Somente uns tufos secos de capim empedrados crescem na silenciosa baixada que se perde de vista. Somente uma árvore, grande e esgalhada mas com pouquíssimas folhas, abre-se em farrapos de sombra. Único ser nas cercanias, a mulher é magra, ossuda, seu rosto está lanhado de vento. Não se vê o cabelo, coberto por um pano desidratado. Mas seus olhos, a boca, a pele – tudo é de uma aridez sufocante. Ela está de pé. A seu lado está uma pedra. O sol explode.

Ela estava de pé no fim do mundo. Como se andasse para aquela baixada largando para trás suas noções de si mesma. Não tem retratos na memória. Desapossada e despojada, não se abate em autoacusações e remorsos. Vive. Sua sombra somente é que lhe faz companhia. Sua sombra, que se derrama em traços grossos na areia, é que adoça como um gesto a claridade esquelética. A mulher esvaziada emudece, se dessangra, se cristaliza, se mineraliza. Já é quase de pedra como a pedra a seu lado. Mas os traços de sua sombra caminham e, tornando-se mais longos e finos, esticam-se para os farrapos de sombra da ossatura da árvore, com os quais se enlaçam.

FRÓES, L. Vertigens: obra reunida.

Rio de Janeiro: Rocco, 1998.

Na apresentação da paisagem e da personagem, o narrador estabelece uma correlação de sentidos em que esses elementos se entrelaçam. Nesse processo, a condição humana configura-se

Resolução

O texto apresenta uma correlação entre a paisagem árida e a condição da personagem, estabelecendo uma fusão progressiva entre os dois elementos. O conceito avaliado é a leitura e interpretação de texto literário, com foco nas relações de sentido construídas pelo narrador.

A alternativa correta afirma que a condição humana se configura amalgamada pelo processo comum de desertificação e de solidão.
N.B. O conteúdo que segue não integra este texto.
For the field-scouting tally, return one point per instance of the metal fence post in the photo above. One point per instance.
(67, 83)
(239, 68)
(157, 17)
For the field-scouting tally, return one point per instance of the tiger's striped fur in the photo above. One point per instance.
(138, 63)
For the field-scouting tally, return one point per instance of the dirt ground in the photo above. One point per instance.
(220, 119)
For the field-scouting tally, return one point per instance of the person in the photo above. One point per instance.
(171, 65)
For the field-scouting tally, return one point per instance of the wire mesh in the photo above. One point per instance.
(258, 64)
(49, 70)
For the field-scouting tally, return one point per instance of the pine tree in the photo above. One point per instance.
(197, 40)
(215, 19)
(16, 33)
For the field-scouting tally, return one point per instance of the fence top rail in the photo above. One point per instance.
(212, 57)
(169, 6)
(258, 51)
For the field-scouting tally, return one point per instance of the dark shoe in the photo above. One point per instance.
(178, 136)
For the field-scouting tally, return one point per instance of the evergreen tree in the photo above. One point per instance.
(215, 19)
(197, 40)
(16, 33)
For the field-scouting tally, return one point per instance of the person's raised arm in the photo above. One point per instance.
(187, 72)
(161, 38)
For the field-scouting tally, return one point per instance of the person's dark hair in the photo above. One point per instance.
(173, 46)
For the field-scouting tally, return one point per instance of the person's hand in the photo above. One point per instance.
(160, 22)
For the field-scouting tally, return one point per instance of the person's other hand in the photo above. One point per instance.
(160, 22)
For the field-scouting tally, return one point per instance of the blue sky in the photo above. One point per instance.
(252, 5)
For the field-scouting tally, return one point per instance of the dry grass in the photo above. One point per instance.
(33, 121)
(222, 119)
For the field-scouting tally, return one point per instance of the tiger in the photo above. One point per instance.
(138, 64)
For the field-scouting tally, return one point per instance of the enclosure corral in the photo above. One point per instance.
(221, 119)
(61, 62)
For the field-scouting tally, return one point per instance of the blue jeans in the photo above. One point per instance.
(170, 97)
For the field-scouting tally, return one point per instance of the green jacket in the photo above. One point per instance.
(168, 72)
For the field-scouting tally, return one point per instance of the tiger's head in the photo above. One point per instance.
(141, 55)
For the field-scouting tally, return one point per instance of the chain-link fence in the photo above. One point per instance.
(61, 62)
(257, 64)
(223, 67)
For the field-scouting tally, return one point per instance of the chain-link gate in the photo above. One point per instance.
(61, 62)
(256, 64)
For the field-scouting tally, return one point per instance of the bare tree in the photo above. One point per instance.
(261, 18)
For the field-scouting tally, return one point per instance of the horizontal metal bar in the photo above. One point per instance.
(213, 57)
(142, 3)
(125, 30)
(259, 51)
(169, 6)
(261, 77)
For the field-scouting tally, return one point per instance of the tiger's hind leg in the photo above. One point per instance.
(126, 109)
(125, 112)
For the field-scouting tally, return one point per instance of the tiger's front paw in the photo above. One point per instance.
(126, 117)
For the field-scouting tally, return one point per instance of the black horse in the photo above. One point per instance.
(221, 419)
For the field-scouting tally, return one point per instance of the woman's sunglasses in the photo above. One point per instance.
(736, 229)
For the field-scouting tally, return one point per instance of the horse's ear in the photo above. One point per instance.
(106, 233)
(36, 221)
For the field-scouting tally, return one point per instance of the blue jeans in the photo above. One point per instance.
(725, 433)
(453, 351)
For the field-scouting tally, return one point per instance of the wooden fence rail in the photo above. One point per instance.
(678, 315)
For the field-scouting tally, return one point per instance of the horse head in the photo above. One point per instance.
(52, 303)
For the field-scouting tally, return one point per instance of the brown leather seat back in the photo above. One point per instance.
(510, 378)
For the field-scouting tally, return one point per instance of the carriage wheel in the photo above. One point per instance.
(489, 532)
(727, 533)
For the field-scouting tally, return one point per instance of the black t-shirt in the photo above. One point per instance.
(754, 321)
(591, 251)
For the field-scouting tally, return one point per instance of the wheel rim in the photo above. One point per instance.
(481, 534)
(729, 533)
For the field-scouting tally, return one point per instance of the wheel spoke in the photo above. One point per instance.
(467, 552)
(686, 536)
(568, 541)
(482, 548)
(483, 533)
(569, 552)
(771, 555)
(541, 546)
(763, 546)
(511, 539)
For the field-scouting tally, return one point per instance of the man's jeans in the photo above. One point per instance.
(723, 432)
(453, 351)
Isso é sustentado por múltiplos recursos do texto: a paisagem é seca, esparsa e silenciosa, enquanto a mulher é ossuda, com pele e olhos de "aridez sufocante". O narrador explicita essa fusão ao dizer que ela "já é quase de pedra como a pedra a seu lado" e ao descrever um processo de mineralização ("se cristaliza, se mineraliza"). A solidão é reforçada pelo fato de ser o "único ser nas cercanias", tendo apenas a própria sombra como companhia. Personagem e paisagem não se distinguem — amalgamam-se.

A opção que fala em fortalecimento pela adversidade contradiz o tom do texto: a mulher não é enaltecida, mas esvaziada e silenciada. A opção sobre exuberância local é incompatível com a paisagem escassa descrita. A alternativa que menciona drama existencial de identidade e origem distorce o trecho sobre "noções de si mesma", que aponta para despojamento, não para crise de identidade. Por fim, a opção que fala em imobilidade é parcialmente incorreta: embora a mulher esteja parada, sua sombra caminha e se enlaça à sombra da árvore, indicando movimento e integração, não paralisia.